Henna Budhwani et al. BMC Public Health. .

Abstract

Background: Few validated brief scales are available to measure constructs that may hinder mpox-related prevention and care engagement, such as knowledge and stigma. Both are highly salient barriers to infectious disease care and disease understanding, precursors to evaluating one's risk and need to, for example, accept vaccination. To address this gap, we developed and validated the Mpox Stigma Scale (MSS) and Mpox Knowledge Scale (MKS).

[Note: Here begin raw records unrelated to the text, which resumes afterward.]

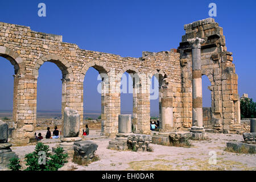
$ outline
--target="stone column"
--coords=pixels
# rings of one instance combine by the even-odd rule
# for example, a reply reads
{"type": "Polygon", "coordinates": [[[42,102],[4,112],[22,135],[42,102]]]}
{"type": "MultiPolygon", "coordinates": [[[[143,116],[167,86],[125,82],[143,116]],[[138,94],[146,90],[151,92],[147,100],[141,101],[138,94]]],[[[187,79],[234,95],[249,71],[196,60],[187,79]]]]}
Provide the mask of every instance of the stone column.
{"type": "Polygon", "coordinates": [[[203,127],[202,72],[201,68],[201,44],[203,39],[192,40],[192,127],[193,137],[203,138],[205,130],[203,127]]]}
{"type": "Polygon", "coordinates": [[[174,127],[172,93],[167,86],[163,86],[161,98],[161,126],[164,130],[171,130],[174,127]]]}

Methods: As part of a full-scale clinical trial, we offered an optional mpox survey to participants who self-identified as African American or Black, were 18-29 years old, and lived in Alabama, Georgia, or North Carolina (2023, N = 330). We calculated psychometric properties through confirmatory factor analyses (CFA) and applied Comparative Fit Index (CFI), Goodness of Fit Index (GFI), and Tucker-Lewis Index (TLI) values equal to or exceeding 0.90 and Root Mean Square Error of Approximation (RMSEA) and Standardized Root Mean Square Residual (SRMR) values less than 0.08 to determine adequate model fit. We computed internal reliability using Cronbach's alpha and calculated Pearson or Spearman correlation coefficients between the MSS and MKS and related variables.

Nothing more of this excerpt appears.